I soccorsi furono immediati ed efficienti ma pochissimi furono i feriti e le persone estratte vive dalle macerie: la violenza e la velocità della colata di fango non avevano concesso scampo. 267 morirono sul colpo e solo una ragazza estratta ancora in vita dalle macerie di uno degli alberghi di Stava sopravvisse per pochi giorni.
Il numero esatto dei morti del disastro di Stava fu accertato solo un anno dopo la catastrofe. Molte salme infatti non poterono essere riconosciute e fu quindi necessario ricorrere alla dichiarazione di morte presunta.

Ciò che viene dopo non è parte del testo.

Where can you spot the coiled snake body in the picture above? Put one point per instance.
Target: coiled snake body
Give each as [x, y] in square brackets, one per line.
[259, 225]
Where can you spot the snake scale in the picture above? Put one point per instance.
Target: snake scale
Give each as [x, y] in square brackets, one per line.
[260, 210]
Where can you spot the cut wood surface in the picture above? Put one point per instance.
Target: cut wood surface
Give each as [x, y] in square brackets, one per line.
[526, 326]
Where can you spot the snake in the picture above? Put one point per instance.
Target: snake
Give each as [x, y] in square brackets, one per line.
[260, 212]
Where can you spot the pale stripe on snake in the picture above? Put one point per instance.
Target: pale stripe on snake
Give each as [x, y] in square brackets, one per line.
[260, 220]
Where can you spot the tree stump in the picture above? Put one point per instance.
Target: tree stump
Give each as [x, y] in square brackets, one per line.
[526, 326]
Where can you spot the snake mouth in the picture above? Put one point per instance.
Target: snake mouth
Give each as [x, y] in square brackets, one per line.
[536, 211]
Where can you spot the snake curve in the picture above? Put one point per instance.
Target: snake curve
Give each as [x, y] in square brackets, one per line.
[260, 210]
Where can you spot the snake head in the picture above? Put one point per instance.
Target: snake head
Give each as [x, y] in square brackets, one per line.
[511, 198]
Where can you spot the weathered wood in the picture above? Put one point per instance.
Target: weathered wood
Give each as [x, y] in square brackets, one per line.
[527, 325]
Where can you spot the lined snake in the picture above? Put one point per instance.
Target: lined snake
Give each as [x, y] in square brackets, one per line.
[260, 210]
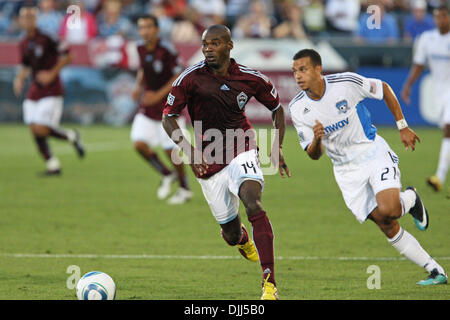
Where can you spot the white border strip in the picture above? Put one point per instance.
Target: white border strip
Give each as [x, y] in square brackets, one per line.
[192, 257]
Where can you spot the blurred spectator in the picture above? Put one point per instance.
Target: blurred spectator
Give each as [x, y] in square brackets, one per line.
[343, 15]
[49, 19]
[313, 16]
[80, 33]
[235, 9]
[418, 21]
[378, 26]
[175, 9]
[205, 13]
[111, 21]
[256, 24]
[165, 22]
[291, 26]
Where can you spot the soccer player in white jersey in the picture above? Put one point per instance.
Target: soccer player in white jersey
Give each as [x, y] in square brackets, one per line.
[328, 113]
[433, 48]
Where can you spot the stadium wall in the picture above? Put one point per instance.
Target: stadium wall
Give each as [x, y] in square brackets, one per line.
[99, 81]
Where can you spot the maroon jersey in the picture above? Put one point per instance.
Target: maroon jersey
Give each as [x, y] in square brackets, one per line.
[40, 52]
[158, 66]
[219, 104]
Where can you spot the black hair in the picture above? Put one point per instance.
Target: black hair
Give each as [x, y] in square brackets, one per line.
[149, 16]
[313, 55]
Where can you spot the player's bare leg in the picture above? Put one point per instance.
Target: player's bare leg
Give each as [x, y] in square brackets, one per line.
[391, 206]
[250, 194]
[437, 181]
[152, 158]
[40, 134]
[184, 193]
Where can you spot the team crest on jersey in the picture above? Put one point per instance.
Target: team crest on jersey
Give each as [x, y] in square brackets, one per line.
[170, 99]
[242, 99]
[342, 106]
[38, 51]
[157, 66]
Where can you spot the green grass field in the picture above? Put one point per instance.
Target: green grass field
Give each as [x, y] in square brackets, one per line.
[105, 206]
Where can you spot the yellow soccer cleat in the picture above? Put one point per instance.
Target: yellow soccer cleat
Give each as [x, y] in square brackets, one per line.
[270, 292]
[435, 183]
[248, 249]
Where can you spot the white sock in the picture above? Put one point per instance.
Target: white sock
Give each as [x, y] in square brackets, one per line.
[444, 160]
[409, 247]
[53, 164]
[407, 199]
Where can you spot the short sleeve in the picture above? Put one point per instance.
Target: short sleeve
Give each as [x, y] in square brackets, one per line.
[305, 133]
[177, 98]
[366, 87]
[420, 50]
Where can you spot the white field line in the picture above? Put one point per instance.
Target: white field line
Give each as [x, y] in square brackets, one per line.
[193, 257]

Il tempo di attesa, richiesto per consentire tale dichiarazione (normalmente di 5 anni, a partire da prima dichiarazione di scomparsa) fu in questo caso ridotto con decreto legge a 1 anno.

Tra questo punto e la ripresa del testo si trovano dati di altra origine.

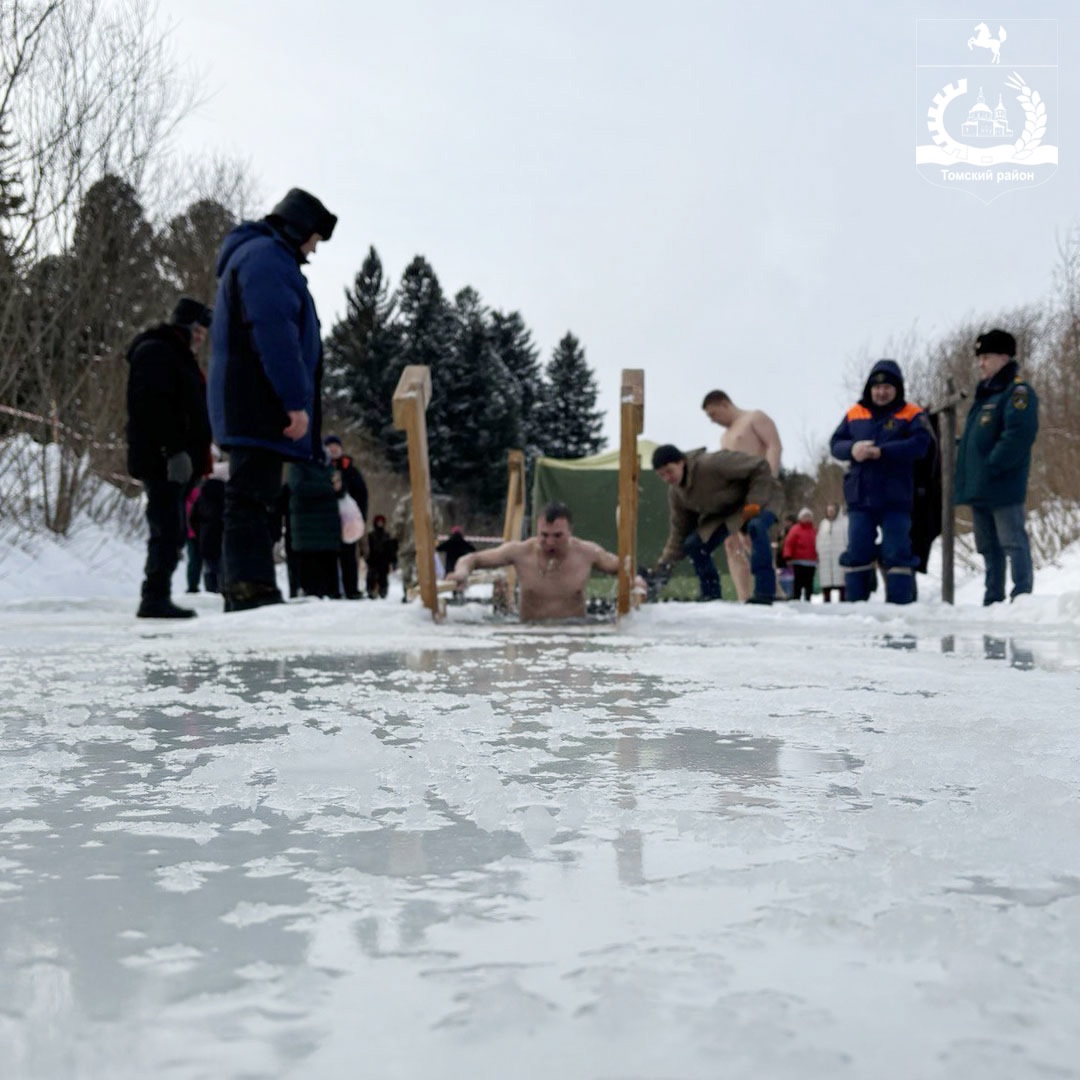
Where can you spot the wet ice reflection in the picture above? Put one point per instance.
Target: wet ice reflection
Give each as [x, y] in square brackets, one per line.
[180, 836]
[254, 866]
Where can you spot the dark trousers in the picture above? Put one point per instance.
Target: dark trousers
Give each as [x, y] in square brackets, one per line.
[318, 571]
[212, 575]
[164, 515]
[804, 581]
[377, 581]
[194, 564]
[350, 570]
[863, 554]
[251, 498]
[700, 553]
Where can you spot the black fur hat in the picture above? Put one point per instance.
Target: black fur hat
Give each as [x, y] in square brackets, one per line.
[300, 214]
[666, 455]
[998, 341]
[189, 312]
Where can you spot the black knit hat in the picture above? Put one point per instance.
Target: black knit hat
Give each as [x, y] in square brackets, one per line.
[300, 214]
[189, 312]
[997, 341]
[666, 455]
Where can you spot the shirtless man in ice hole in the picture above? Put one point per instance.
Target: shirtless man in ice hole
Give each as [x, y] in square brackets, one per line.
[753, 432]
[553, 567]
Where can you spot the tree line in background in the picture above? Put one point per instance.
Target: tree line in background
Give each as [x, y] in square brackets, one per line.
[100, 229]
[1048, 337]
[489, 391]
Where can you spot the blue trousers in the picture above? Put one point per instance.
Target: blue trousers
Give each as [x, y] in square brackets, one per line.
[862, 554]
[700, 553]
[251, 498]
[1000, 532]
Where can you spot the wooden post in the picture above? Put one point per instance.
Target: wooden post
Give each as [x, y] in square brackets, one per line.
[410, 406]
[947, 410]
[515, 513]
[631, 422]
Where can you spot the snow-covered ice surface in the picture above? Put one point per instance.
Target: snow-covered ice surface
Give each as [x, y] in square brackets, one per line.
[337, 840]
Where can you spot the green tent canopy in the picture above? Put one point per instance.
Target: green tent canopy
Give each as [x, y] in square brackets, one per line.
[590, 487]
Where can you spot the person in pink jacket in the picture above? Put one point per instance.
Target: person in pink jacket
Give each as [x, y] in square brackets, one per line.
[800, 551]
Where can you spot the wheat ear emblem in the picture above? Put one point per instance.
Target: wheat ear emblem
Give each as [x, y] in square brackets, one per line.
[1035, 115]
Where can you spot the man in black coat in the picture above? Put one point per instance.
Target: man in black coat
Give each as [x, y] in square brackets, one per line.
[354, 485]
[167, 441]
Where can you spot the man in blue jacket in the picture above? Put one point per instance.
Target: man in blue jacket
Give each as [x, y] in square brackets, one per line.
[265, 381]
[882, 436]
[994, 462]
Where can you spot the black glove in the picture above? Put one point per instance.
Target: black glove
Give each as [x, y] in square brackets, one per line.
[178, 468]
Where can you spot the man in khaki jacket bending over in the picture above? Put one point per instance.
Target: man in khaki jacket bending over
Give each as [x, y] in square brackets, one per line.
[553, 567]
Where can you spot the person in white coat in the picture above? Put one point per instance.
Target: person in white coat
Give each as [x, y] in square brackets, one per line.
[832, 543]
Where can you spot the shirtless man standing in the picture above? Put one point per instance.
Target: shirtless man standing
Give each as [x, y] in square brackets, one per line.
[552, 567]
[753, 432]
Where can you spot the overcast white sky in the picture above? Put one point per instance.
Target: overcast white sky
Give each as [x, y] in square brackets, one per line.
[721, 194]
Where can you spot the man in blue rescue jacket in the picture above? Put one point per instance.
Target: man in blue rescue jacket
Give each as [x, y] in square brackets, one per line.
[994, 462]
[882, 436]
[265, 381]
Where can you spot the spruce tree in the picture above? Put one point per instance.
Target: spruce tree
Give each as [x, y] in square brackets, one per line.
[512, 342]
[426, 333]
[571, 422]
[476, 404]
[363, 352]
[189, 247]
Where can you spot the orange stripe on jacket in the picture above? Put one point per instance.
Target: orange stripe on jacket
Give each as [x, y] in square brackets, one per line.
[862, 413]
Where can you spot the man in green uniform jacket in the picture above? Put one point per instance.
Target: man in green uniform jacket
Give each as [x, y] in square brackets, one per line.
[994, 462]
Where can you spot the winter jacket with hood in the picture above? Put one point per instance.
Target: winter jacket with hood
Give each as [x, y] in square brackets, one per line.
[900, 430]
[166, 403]
[800, 543]
[267, 351]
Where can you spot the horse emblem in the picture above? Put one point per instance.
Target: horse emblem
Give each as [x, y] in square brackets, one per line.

Nel primo anno successivo alla catastrofe il numero delle vittime fu quindi stimato in quello delle salme riconosciute più quello delle dichiarazioni di scomparsa, cioè 269. Un anno dopo il disastro fu possibile avere il numero esatto delle dichiarazioni di morte presunta, che risultarono essere 71. Da questo elenco venne infatti depennata la dichiarazione di scomparsa di un cittadino francese del quale non fu poi dichiarata la morte presunta.

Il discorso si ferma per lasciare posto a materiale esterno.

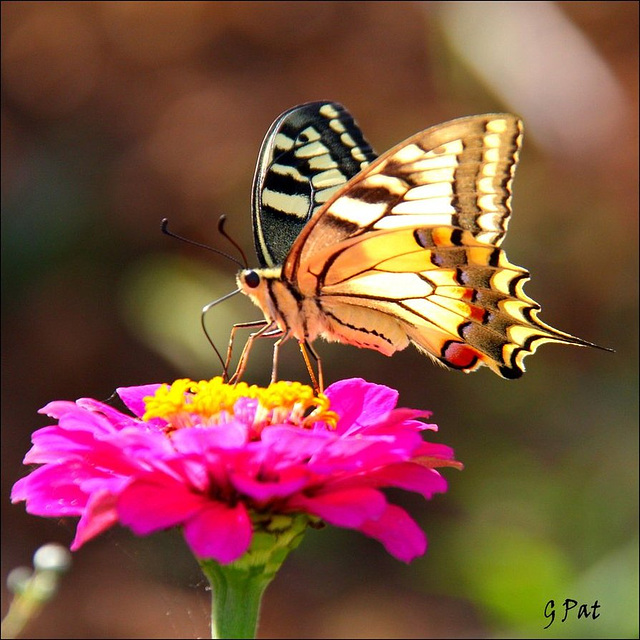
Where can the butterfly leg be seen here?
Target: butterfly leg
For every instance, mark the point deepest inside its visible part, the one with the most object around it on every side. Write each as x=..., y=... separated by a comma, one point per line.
x=232, y=337
x=318, y=383
x=269, y=330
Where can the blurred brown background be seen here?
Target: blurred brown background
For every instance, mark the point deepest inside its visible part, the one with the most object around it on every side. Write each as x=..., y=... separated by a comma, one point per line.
x=117, y=114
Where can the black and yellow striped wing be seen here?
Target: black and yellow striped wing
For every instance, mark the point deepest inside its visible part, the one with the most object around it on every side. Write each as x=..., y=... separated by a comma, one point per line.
x=408, y=251
x=309, y=152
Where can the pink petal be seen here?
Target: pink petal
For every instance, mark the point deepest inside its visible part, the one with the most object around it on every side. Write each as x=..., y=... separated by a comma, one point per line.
x=99, y=515
x=411, y=477
x=219, y=531
x=157, y=502
x=347, y=508
x=50, y=491
x=398, y=532
x=133, y=397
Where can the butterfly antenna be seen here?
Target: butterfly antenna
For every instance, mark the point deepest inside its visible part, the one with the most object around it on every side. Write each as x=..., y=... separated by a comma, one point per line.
x=165, y=229
x=223, y=231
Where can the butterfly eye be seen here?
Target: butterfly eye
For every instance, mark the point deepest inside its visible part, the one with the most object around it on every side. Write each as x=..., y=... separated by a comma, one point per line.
x=251, y=279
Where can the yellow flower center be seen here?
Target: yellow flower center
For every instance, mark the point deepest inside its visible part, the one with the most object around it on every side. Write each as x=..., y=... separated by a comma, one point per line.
x=210, y=402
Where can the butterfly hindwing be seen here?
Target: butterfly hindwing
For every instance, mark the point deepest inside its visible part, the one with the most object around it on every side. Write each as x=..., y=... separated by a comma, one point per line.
x=408, y=251
x=309, y=152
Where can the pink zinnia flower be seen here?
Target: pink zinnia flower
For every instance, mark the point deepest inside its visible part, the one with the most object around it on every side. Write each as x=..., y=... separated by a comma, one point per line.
x=225, y=461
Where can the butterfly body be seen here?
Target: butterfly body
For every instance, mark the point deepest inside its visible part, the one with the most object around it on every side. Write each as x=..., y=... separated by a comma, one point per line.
x=396, y=250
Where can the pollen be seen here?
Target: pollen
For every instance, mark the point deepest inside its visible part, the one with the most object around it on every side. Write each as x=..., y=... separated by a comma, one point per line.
x=208, y=402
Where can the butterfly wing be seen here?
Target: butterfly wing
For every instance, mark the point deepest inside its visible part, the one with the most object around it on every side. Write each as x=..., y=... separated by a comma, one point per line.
x=409, y=251
x=309, y=152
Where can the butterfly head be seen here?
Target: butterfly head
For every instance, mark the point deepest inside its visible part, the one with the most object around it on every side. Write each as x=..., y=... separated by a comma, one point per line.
x=256, y=284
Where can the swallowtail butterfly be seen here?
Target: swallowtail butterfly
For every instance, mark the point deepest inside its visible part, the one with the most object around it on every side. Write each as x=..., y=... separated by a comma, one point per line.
x=381, y=252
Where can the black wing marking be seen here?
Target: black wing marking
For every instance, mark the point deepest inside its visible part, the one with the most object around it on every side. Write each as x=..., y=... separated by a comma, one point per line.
x=309, y=152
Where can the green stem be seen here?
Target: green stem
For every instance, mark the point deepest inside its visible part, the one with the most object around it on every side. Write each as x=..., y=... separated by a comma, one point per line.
x=237, y=588
x=236, y=598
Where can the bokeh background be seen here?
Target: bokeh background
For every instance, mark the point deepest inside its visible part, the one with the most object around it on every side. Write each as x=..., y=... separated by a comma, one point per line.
x=117, y=114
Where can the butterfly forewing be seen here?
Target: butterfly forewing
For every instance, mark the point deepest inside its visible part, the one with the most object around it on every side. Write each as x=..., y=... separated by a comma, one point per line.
x=408, y=250
x=309, y=152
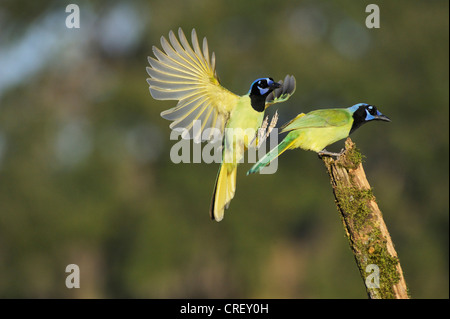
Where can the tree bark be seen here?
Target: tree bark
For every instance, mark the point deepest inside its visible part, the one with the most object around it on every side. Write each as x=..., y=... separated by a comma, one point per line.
x=365, y=228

I corpi delle vittime della val di Stava furono tutti recuperati grazie all'impegno di migliaia di soccorritori che lavorarono per più di tre settimane lungo la val di Stava e lungo il torrente Avisio fino al bacino idroelettrico di Stramentizzo. A causa di tale circostanza non tutti poterono essere riconosciuti. In seguito al disastro molte vittime furono riportate ai luoghi di origine, in 64 diversi cimiteri d'Italia.
I 71 per i quali non fu possibile il riconoscimento rimasero a Tesero, nel cimitero monumentale delle vittime della val di Stava adiacente alla chiesa di San Leonardo.